Als Selbstmord bezeichnet man einen Zug, in dessen Folge der gesetzte Stein und damit auch alle mit ihm verbundenen Steine keine Freiheit mehr besitzt. Als Resultat müssen die eigenen Steine vom Brett entfernt werden, wenn nicht der Fall eintritt, dass durch den Zug mindestens ein gegnerischer Stein ebenfalls seine letzte Freiheit verliert.

Das japanische Regelwerk verbietet Selbstmord. Ebenso die chinesischen, koreanischen und US-amerikanischen Regeln.

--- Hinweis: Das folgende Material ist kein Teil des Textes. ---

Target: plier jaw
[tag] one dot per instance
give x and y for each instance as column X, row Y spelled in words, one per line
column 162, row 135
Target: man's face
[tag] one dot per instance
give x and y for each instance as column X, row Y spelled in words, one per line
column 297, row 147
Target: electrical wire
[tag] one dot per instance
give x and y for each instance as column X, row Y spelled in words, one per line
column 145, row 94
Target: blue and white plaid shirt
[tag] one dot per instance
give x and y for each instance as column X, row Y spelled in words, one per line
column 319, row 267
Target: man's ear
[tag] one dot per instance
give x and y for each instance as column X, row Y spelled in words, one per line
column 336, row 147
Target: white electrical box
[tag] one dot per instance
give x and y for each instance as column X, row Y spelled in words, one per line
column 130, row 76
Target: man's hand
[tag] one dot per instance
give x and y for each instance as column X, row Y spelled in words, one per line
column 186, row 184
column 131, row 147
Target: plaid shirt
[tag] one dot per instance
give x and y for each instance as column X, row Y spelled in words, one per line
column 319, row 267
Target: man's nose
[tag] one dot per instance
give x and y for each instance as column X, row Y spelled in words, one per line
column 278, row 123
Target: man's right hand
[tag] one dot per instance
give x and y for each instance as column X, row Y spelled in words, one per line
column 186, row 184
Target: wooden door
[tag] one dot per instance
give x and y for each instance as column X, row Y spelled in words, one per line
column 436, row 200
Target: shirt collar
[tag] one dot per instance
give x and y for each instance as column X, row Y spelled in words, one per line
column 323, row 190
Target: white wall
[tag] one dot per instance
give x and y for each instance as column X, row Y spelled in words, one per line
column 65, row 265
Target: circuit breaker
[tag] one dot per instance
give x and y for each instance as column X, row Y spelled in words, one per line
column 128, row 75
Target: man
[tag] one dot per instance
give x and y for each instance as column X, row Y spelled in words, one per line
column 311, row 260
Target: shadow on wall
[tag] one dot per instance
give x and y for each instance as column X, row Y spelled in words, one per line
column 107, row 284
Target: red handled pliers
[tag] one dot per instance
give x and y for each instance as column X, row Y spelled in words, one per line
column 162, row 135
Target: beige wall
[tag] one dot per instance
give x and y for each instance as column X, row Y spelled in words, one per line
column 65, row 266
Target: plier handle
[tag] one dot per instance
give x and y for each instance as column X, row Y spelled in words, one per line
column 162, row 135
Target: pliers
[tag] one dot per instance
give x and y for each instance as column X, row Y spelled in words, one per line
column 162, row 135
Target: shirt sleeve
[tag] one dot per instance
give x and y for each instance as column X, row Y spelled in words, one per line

Andere Regelwerke wie z.B. die Ing-Regeln oder die neuseeländischen Regeln erlauben Selbstmord. Allerdings ist Selbstmord im Spiel selbst nur in wenigen Situationen gewinnbringend, so dass der praktische Unterschied gering ist.

Ko-Regel[Bearbeiten]

In den japanischen Regeln ausdrücklich erwähnt ist die sogenannte Ko-Stellung. Schwarz kann mit Zug 1 den markierten weißen Stein fangen. Mit Zug 2 könnte Weiß den schwarzen Stein zurückschlagen, was in der Summe wieder die ursprüngliche Ko-Stellung herstellt. Daher ist der gezeigte Zug 2 verboten. Weiß kann nach Schwarz 1 frühestens im übernächsten Zug seinen Stein wieder auf das markierte Feld setzen.

Wird die gesamte Stellung auf dem Brett durch einen erlaubten Zug wiederhergestellt, endet die Partie ohne Ergebnis, wenn beide Spieler zustimmen (offizieller Japanischer Regeltext).

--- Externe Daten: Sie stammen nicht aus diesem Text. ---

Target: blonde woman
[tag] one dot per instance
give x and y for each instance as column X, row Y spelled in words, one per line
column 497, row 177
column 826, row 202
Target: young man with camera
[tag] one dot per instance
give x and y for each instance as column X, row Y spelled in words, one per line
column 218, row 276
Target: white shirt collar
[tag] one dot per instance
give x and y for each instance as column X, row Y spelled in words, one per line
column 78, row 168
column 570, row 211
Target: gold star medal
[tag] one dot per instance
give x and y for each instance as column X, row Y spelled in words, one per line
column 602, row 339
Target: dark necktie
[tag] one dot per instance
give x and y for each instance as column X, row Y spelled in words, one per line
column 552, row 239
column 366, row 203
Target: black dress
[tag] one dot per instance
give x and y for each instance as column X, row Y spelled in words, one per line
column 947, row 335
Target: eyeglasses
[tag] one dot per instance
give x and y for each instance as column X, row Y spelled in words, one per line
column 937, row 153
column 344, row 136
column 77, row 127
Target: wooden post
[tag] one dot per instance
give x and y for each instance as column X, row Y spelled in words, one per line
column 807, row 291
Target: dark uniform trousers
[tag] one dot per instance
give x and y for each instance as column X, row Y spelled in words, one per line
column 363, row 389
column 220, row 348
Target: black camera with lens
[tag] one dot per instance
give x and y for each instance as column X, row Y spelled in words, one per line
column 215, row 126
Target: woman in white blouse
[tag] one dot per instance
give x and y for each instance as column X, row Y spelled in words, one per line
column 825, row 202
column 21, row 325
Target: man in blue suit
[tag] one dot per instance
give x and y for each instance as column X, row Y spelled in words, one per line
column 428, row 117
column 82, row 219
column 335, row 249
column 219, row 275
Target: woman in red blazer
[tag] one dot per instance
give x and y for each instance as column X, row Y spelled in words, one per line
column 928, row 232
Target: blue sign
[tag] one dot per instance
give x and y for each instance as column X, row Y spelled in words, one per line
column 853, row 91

Die anwendbaren japanischen Regeln legen folgendes fest. Ein Spiel endet unentschieden, wenn ein Zug in der gleichen Stellung endet wie ein vorangegangener Zug und in der Zwischenzeit eine gerade Anzahl von Steinen entfernt wurde.

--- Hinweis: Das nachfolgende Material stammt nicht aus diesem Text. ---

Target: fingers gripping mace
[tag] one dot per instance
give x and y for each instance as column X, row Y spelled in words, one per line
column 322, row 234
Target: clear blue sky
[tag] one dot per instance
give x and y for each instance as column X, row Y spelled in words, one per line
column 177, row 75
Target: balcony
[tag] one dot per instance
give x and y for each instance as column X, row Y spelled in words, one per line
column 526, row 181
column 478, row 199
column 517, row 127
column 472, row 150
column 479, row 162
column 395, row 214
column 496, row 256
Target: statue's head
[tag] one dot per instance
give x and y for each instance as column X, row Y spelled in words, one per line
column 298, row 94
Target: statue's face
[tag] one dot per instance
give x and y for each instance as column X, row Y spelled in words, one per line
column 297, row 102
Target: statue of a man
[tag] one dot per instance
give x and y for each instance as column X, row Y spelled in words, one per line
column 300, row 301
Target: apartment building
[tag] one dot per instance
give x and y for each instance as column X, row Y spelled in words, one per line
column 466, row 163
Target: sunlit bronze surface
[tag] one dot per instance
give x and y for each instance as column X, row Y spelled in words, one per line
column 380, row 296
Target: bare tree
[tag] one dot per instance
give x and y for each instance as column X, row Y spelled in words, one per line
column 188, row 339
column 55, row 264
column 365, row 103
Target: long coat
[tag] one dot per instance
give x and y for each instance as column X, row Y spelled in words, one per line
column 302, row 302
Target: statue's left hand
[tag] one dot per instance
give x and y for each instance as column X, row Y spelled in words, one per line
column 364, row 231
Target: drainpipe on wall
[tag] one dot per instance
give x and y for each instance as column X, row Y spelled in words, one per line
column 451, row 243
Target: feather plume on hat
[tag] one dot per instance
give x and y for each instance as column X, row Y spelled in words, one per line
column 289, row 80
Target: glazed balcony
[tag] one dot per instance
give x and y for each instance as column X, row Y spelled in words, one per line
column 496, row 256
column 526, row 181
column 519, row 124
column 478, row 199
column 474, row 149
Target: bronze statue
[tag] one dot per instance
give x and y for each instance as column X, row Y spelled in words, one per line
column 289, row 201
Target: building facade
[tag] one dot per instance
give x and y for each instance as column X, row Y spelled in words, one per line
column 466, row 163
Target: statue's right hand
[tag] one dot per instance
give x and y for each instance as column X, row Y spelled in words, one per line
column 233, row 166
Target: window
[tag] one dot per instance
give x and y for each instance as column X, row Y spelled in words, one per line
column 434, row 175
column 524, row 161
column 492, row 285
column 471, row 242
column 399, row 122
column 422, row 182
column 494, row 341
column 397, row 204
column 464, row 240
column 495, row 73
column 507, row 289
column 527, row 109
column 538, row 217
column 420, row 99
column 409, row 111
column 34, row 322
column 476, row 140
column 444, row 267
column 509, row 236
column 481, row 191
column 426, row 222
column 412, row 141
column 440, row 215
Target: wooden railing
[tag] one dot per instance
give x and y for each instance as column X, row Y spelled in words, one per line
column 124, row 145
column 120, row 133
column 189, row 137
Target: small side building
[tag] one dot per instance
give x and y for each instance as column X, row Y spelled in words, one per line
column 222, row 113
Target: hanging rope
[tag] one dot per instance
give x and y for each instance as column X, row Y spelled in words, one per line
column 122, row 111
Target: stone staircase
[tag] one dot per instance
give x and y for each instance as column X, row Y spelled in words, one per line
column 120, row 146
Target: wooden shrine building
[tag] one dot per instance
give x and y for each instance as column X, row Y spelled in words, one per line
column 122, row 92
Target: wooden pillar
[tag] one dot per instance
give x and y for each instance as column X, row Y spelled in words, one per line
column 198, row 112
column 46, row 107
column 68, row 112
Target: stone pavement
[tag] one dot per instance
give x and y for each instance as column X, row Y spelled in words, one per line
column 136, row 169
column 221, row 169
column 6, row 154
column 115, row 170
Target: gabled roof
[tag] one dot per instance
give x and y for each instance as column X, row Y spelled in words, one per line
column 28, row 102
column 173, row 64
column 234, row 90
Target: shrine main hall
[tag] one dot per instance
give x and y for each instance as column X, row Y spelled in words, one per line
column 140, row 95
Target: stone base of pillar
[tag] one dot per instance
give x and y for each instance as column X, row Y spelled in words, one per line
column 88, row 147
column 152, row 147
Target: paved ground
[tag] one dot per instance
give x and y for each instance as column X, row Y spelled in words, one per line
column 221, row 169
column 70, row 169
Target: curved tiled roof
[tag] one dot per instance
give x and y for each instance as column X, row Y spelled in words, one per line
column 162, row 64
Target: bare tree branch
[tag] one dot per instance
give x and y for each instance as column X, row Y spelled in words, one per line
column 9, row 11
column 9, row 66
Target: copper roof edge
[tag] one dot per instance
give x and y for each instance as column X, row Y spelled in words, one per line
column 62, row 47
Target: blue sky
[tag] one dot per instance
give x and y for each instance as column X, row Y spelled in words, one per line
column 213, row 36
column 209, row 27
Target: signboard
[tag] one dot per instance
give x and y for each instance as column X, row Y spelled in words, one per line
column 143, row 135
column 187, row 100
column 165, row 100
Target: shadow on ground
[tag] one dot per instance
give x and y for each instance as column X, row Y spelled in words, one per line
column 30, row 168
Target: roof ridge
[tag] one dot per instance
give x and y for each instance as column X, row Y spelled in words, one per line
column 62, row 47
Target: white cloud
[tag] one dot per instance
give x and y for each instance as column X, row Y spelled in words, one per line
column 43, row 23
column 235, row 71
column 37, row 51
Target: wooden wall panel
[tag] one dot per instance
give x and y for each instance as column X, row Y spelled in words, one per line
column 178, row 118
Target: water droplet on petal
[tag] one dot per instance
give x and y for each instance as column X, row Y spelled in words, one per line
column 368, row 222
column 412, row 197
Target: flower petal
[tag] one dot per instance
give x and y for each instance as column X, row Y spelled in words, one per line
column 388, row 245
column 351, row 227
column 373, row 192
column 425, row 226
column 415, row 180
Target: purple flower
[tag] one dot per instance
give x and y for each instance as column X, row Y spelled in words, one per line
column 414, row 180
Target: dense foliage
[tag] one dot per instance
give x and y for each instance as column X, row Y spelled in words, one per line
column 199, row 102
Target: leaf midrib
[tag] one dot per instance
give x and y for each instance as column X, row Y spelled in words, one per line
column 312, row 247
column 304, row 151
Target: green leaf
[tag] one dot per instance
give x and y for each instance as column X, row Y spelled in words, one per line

Dieser Fall[7] tritt sehr selten ein und kann guten Gewissens vernachlässigt werden. Die Frage ist, ob man es als Hobbyspieler ohne Computerunterstützung überhaupt bemerkt, wenn dies eintritt.

Spielende[Bearbeiten]

Der einfachste Fall ist, wenn ein Spieler vorzeitig aufgibt - es gilt als unhöflich, ein deutlich verlorenes Spiel weiterspielen zu wollen.

Ansonsten folgt ein mitunter steiniger (← welch tolles Wortspiel) Weg bis der Gewinner gekürt werden kann. Die japanischen Regeln haben die sogenannte Gebietsbewertung zur Grundlage, bei der nur freie Gitterpunkte innerhalb des eigenen Gebiets und die gefangenen Steine Punkte geben. Sie wurde eingeführt, um am Ende des Spiels ein langweiliges Zusetzen des Gebiets zu vermeiden.

Die folgende Prozedur ist eine Schritt für Schritt Anleitung, um ein nach japanischen Regeln korrektes Ergebnis zu ermitteln.

Die Partie wird gestoppt, wenn beide Spieler direkt hintereinander passen. Danach besetzen die Spieler alle leeren Gitterpunkte, die sie als neutral (jap. Dame 駄目) betrachten und leere Gitterpunkte, die für die Sicherung des eigenen Gebiets nötig sind (jap. Teire 手入れ). Es sei empfohlen, dies im Rahmen der Alternanz vor dem ersten Passen zu erledigen.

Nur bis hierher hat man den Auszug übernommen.